Graduate Programs

C.R. Ramakrishnan
Graduate Program Director

Our graduate program is consistently ranked in the top third of research departments in North America. The program has over 50 faculty and close to 500 graduate students, almost equally divided between Doctoral and M.S. students. Our graduates hold prominent professorships in such universities as Stanford, Yale, Illinois, Texas, and Cornell. Some graduates continue into industry, including prominent positions with the research laboratories of Nokia, AT&T, IBM Yorktown Heights, JPL-Cal Tech, Sony, MERL, and B.B.N. Some have become leaders of professional societies, presidents of distinguished universities, and CEOs of successful companies.

The department philosophy is to build “critical mass” in many important research areas, thereby ensuring the positive effects on research results obtained through collaboration with colleagues. Currently, the most significant of these areas include Visual Computing; Databases, Logic Programming, and Deductive Systems; Concurrency and Verification; Algorithms and Complexity; and Computer Systems, Networking, and Security. The faculty in each of these areas has been recognized internationally for their contributions to their respective fields.

The Ph.D. program is for students interested in obtaining academic or research positions in colleges and universities or in government and commercial research laboratories. The program gives students a rigorous and thorough knowledge of a broad range of theoretical and practical research subject areas, and develops the ability to recognize and pursue significant research in computer science. Practically all students in the PhD program are supported as teaching assistants in the first year followed by a research assistantship on funded projects thereafter.

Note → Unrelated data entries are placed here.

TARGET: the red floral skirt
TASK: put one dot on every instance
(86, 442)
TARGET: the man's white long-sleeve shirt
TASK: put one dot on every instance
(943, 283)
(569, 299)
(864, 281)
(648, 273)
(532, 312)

The M.S. program is designed to train students with professional goals in business, industry, or government. The program concentrates primarily on applied computer science, emphasizing software development, programming, computer systems and applications. With either the thesis or the project option, each student is given the experience of working on a large scale software or hardware development project. Normally M.S. students are not supported, although a few with special qualifications are appointed as TAs, and many other qualified students find jobs around the University assisting with systems support and application development.